見ればザクノンの手が、自分の心臓めがけて体の中に入り込んでいる。
目を疑う光景に、息が止まる。
神経がおかしくなりそうな痛みで、目の前がかすんだ。
「歳は、16。右腕に黒竜が浮かび上がる少年を、殺してきて下さい」
「な、何をっ!?」
「必ず、殺すのです。必ず」
そう静かに告げると、ザクノンがジゼルの体から己の手を引き抜いた。
瞬間、ゲホっ!ゲホっ!とジゼルがその場に倒れる。
体に穴は開いていない。
だが、物凄い力で心臓を鷲頭上にされた感覚に、体に力が入らない。
(ちく、しょっ!)
今すぐ悪態を突いてやりたいが、どう頑張っても声が出なかった。
「心臓に、魔術をかけました。私の呪文一つで、あなたの心臓は
動く事を止めるでしょう」
「・・・・・・っく、」
「生きたかったら、殺すのです。

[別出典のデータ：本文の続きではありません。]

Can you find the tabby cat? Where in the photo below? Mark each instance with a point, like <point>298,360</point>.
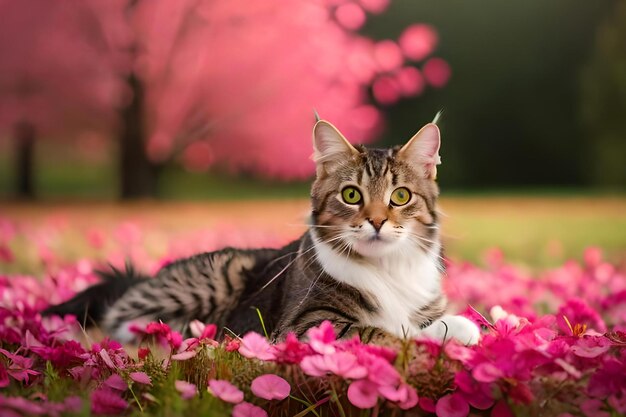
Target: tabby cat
<point>370,259</point>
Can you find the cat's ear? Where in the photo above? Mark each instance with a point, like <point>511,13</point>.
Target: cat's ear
<point>423,149</point>
<point>330,147</point>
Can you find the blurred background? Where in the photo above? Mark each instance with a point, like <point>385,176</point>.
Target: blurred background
<point>102,100</point>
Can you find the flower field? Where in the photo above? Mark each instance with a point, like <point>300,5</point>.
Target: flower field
<point>553,344</point>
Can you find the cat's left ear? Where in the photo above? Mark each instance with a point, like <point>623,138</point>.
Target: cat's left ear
<point>331,148</point>
<point>423,149</point>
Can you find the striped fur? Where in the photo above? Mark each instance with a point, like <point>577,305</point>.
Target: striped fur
<point>370,264</point>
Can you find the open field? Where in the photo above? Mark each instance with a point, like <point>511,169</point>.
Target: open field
<point>538,231</point>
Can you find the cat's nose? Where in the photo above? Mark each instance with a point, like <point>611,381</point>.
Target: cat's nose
<point>377,222</point>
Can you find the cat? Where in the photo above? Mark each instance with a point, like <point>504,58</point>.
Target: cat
<point>371,258</point>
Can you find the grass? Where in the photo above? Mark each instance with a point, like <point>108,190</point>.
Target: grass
<point>539,231</point>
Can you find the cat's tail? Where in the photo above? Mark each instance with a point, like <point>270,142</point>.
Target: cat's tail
<point>90,305</point>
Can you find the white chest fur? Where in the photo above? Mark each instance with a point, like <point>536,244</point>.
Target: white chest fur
<point>401,282</point>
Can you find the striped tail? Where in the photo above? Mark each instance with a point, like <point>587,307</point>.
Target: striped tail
<point>90,305</point>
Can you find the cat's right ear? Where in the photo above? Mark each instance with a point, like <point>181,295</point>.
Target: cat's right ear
<point>330,147</point>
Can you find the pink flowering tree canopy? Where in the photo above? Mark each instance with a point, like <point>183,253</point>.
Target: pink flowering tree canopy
<point>204,82</point>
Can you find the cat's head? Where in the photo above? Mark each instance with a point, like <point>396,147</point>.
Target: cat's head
<point>372,202</point>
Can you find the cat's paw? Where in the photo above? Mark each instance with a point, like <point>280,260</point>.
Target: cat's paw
<point>457,327</point>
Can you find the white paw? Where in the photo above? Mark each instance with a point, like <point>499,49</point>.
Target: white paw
<point>457,327</point>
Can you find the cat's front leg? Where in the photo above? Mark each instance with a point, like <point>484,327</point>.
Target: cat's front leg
<point>449,326</point>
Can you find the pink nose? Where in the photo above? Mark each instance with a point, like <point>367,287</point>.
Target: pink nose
<point>377,222</point>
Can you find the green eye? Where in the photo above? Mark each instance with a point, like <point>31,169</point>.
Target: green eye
<point>351,195</point>
<point>400,196</point>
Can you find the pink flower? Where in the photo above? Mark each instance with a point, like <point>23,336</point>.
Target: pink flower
<point>270,387</point>
<point>116,382</point>
<point>579,312</point>
<point>143,352</point>
<point>225,391</point>
<point>186,389</point>
<point>20,367</point>
<point>140,378</point>
<point>107,401</point>
<point>322,338</point>
<point>232,344</point>
<point>501,409</point>
<point>591,346</point>
<point>253,345</point>
<point>246,409</point>
<point>363,393</point>
<point>6,255</point>
<point>314,365</point>
<point>404,395</point>
<point>291,350</point>
<point>201,330</point>
<point>345,364</point>
<point>452,405</point>
<point>4,376</point>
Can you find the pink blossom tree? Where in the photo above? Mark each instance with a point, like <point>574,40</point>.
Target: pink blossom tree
<point>210,83</point>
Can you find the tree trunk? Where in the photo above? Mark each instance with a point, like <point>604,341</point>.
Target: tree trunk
<point>138,175</point>
<point>24,160</point>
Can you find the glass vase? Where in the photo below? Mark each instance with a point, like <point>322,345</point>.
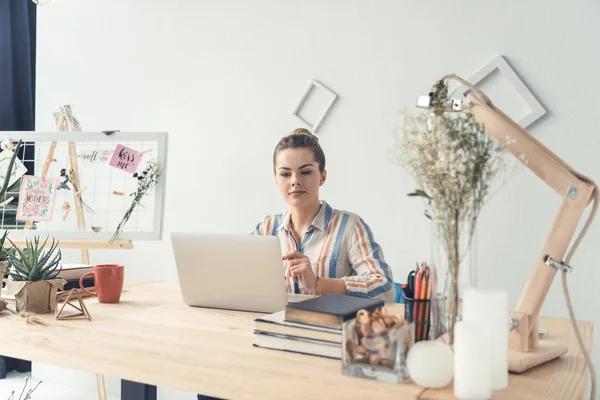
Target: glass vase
<point>463,260</point>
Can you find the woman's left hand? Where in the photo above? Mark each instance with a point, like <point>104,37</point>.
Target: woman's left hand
<point>299,269</point>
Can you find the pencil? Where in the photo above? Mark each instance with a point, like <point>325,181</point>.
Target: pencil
<point>427,305</point>
<point>416,294</point>
<point>422,306</point>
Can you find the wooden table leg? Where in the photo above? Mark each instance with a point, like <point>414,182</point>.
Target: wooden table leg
<point>137,391</point>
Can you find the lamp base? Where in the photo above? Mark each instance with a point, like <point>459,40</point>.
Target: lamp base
<point>545,351</point>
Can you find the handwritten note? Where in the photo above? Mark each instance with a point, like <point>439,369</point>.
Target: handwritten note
<point>36,198</point>
<point>125,159</point>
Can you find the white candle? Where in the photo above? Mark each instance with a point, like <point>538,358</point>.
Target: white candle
<point>472,376</point>
<point>490,308</point>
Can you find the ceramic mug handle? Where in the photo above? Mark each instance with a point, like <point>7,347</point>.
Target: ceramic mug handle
<point>81,283</point>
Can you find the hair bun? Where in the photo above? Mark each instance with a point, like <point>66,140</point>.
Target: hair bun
<point>303,131</point>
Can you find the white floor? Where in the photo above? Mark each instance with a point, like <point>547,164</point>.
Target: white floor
<point>45,391</point>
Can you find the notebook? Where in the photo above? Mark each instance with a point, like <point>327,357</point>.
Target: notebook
<point>330,310</point>
<point>298,345</point>
<point>275,323</point>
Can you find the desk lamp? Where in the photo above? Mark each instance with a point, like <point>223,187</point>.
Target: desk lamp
<point>525,349</point>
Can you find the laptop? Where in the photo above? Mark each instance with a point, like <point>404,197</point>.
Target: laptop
<point>230,271</point>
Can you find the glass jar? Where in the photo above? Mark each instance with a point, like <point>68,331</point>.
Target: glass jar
<point>375,346</point>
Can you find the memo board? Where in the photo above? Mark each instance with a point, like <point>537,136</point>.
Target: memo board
<point>106,190</point>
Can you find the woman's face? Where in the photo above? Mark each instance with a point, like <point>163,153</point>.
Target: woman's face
<point>297,176</point>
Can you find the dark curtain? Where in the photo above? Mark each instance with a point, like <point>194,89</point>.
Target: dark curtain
<point>17,91</point>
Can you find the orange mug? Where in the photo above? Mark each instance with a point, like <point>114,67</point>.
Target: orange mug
<point>108,281</point>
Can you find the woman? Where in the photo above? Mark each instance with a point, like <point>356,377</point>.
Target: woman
<point>326,250</point>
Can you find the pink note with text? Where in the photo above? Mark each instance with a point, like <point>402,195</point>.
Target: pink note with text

黒竜を」
倒れたままのジゼルに、冷たくザクノンが言い放つ。
そんなジゼルの元へ、ついに涙を小さい瞳一杯に溜めこんだ
ゴードンが縛られたまま駆けよった。
青ざめている、ジゼルの顔。
ザクノンは踵を返すと、長年国を困らせて来た盗賊団の幹部二人がいる、
その部屋を出た。
「ザクノン。何か、あったの?」
「王女様。特に、変わった事はございません」
廊下に出た所でザクノンに声をかけて来たのは、この国の王女。
ファウラ王女だった。
彼女の後ろには、セプグルーの隊長であるゼトラ。
ザクノンは、いつもの様に汲み取れない表情で、王女へと向き直る。
「この様な所で、何をされているのですか?」
「私が16になったお祝いに、お母さまから贈り物があると聞いたので、
今からお部屋に向かう所なの」
「16、でございますか」
「え?」
「いえ。おめでとうございます、王女様」
深々と、頭を下げた。
そんな彼女に王女は、ありがとうとにこやかに笑った。
綺麗な金色色の髪が、ゆらゆらと揺れる。
「では、王女様。私も、部屋に戻ります」
「はい」
「王女様。女王様からの贈り物は、一つだけでしょうか?」
「え?」
「いえ、では」
また頭を下げ、王女の元から去るザクノン。
2人の姿が見えなくなる場所まで来ると、立ち止った。
右手には、ジゼルの心臓を掴んだ感触が、まだ生々しく残っている。
そんな手の平を握りしめ、ニヤリと笑う。
「黒竜の心臓も、あんなに柔らかいのでしょうか?」
氷の様な冷たい彼女の声が、風に溶けて流れていった。